2024年7月14日日曜日

7月書評の5

◼️ 絲山秋子「袋小路の男」

妙に、読ませる作品。ドラスティックさのない、男と女の微妙な関係。川端康成文学賞。

このなんとなく日常な風味、過激さが全くないわけではないが、緩く日常が展開していくドラマ気質とでもいうもの。絲山秋子は「イッツ・オンリー・トーク」「逃亡くそたわけ」そして芥川賞の「沖で待つ」を読んできた。今回久しぶりに触れて、また絲山色というのを感じた。

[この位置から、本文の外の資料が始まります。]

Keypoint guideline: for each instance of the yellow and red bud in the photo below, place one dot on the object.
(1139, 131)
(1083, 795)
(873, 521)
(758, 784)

高校の先輩、小田切孝に恋した大谷日向子。手も握らないまま12年間もズルズルと恋し続ける。小田切は2浪して大学に入り、作家を目指して執筆活動に入るが売れない。日向子は現役で大学に進み企業の法務部に勤める。2人は毎夜のようにバーで会ったりたまに食事したりするものの進展せず、日向子は浮気と称して彼氏を作ったり、上司と一夜の関係を持ったりする。でも、やはり好きなのは小田切なのだったー。

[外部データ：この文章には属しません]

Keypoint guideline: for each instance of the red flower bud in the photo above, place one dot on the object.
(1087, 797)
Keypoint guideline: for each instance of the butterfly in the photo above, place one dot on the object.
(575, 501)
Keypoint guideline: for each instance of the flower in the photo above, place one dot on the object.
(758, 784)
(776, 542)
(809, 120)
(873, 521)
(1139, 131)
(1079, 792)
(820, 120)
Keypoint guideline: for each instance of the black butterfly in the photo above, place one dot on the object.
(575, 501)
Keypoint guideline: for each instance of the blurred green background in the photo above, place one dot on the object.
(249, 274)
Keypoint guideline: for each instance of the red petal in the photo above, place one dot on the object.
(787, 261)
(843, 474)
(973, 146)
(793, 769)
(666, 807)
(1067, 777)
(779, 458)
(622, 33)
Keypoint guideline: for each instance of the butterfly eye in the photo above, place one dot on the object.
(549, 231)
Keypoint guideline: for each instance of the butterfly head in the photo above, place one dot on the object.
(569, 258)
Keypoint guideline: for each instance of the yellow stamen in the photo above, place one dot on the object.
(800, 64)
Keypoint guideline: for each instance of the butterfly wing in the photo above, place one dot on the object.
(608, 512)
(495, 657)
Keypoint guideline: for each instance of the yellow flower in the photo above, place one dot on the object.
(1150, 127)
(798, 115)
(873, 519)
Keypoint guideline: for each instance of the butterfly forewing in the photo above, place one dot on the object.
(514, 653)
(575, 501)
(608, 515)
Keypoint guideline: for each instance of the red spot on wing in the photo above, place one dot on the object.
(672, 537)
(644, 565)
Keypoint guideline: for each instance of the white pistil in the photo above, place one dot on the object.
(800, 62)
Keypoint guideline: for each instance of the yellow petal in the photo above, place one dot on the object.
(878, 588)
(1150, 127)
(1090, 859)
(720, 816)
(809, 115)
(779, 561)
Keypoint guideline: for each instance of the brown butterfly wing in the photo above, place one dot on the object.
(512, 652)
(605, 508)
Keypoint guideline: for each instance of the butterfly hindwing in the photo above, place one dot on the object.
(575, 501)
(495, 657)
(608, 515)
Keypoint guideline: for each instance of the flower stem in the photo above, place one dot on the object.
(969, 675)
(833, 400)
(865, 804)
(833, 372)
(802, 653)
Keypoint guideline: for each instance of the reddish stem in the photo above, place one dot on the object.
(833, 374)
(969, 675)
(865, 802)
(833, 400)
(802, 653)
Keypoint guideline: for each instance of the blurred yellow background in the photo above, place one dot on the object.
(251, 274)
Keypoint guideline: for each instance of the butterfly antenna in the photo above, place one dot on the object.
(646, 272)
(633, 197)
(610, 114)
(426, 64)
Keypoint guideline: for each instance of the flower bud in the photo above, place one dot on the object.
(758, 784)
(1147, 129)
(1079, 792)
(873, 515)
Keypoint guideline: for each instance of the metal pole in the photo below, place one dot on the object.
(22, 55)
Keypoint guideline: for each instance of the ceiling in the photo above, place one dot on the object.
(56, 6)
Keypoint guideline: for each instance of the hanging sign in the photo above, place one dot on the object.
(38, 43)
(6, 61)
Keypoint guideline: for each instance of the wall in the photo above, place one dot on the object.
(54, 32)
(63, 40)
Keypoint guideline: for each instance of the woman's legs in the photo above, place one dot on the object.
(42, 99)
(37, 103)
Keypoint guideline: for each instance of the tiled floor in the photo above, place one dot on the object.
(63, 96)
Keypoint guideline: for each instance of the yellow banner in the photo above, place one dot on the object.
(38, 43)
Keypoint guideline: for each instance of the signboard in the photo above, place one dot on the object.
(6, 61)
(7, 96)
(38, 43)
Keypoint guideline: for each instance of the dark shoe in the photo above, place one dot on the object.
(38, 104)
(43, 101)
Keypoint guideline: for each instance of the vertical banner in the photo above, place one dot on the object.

ノーベル賞を受賞したアニー・エルノーの「シンプルな情熱」という作品を思い出す。本当に恋した相手に、女はどういう行動をするか。ひたすら我慢して尽くすその果てとストレス。

今作では、まあだらだらと、煮え切らない、プライドの高い男と、他の男にも走るものの純粋に恋する女の姿を描く。大人の日常プラスα、という感じだ。どちらもあまりまじめな高校生ではなかった先で道が分かれ、その設定の中の人間的な感情もまた歪みを含んだものになっていく。そしてある意味純粋でまっすぐな恋心は、どうなるのか、小説はどう終わるのか。

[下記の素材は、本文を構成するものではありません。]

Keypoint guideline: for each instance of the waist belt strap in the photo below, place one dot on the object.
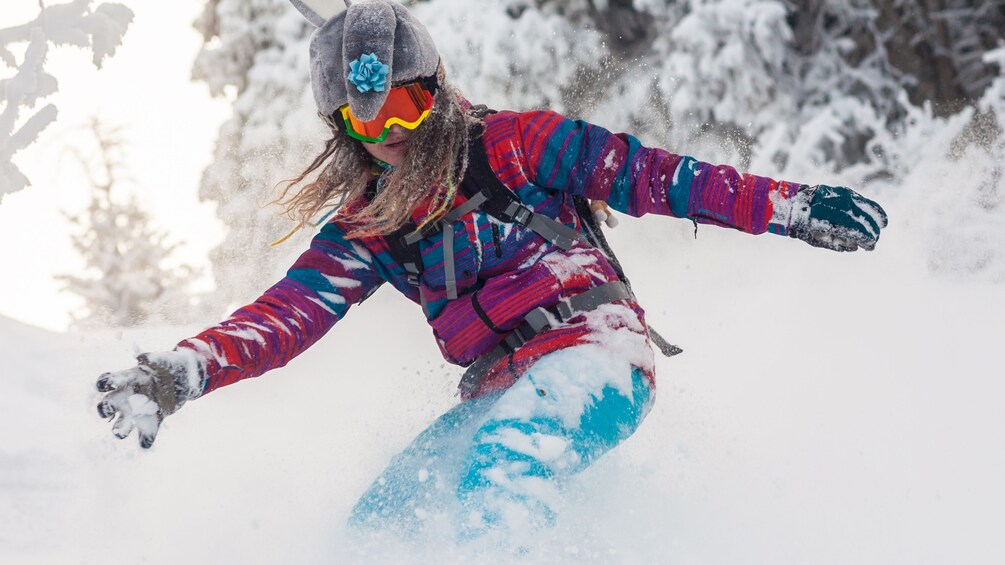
(538, 321)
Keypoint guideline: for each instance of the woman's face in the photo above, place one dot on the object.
(392, 149)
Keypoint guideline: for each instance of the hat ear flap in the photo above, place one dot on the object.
(320, 11)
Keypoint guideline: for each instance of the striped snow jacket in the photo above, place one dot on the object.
(503, 270)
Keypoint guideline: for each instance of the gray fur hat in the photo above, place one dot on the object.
(361, 48)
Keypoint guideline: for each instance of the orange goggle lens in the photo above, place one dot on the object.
(406, 106)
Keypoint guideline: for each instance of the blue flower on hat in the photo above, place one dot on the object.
(368, 73)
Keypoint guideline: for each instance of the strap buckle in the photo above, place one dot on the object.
(520, 213)
(535, 323)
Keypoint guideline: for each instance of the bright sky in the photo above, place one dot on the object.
(169, 125)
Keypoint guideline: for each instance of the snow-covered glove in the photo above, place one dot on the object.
(144, 395)
(837, 218)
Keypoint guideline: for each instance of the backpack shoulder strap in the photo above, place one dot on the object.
(504, 204)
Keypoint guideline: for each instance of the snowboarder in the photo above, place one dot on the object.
(472, 215)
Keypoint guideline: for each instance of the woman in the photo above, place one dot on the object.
(472, 215)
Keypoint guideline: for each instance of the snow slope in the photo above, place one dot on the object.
(828, 408)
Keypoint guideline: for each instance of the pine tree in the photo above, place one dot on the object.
(127, 280)
(255, 52)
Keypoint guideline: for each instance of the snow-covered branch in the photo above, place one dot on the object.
(75, 24)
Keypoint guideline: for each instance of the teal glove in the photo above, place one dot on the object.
(837, 218)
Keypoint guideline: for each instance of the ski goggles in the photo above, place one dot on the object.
(406, 106)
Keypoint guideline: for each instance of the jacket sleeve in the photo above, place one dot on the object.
(588, 160)
(316, 293)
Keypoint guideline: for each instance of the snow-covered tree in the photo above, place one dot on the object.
(76, 23)
(255, 52)
(128, 280)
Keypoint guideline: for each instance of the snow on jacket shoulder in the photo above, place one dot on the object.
(503, 270)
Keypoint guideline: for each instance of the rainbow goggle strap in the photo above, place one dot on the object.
(406, 106)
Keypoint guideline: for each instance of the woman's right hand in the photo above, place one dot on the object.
(144, 395)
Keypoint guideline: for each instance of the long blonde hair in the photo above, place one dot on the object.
(433, 165)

ヨーロッパあたりの単館系の映画みたいだ。素っ気なさもある。冗長。でも読ませる。そこにたゆたう間、やもどかしいを通り越す微妙さ、が現実の生活に妙にマッチするから、かも知れない。日常の積み重ねと違和感と人間的なヘンな部分。小説的だ、と思わせる。

トルコのノーベル賞作家オルハン・パムクは自著の中で「これが人生だ、と感じさせる」ことが純文学の要諦、というようなことを書いていた。そこまで大きな仕掛けではないものの、人生振り返ってみれば色々起きたことが微妙に重なる気がする。

私的な絲山秋子の色は、そんな感じだ。また読むだろう。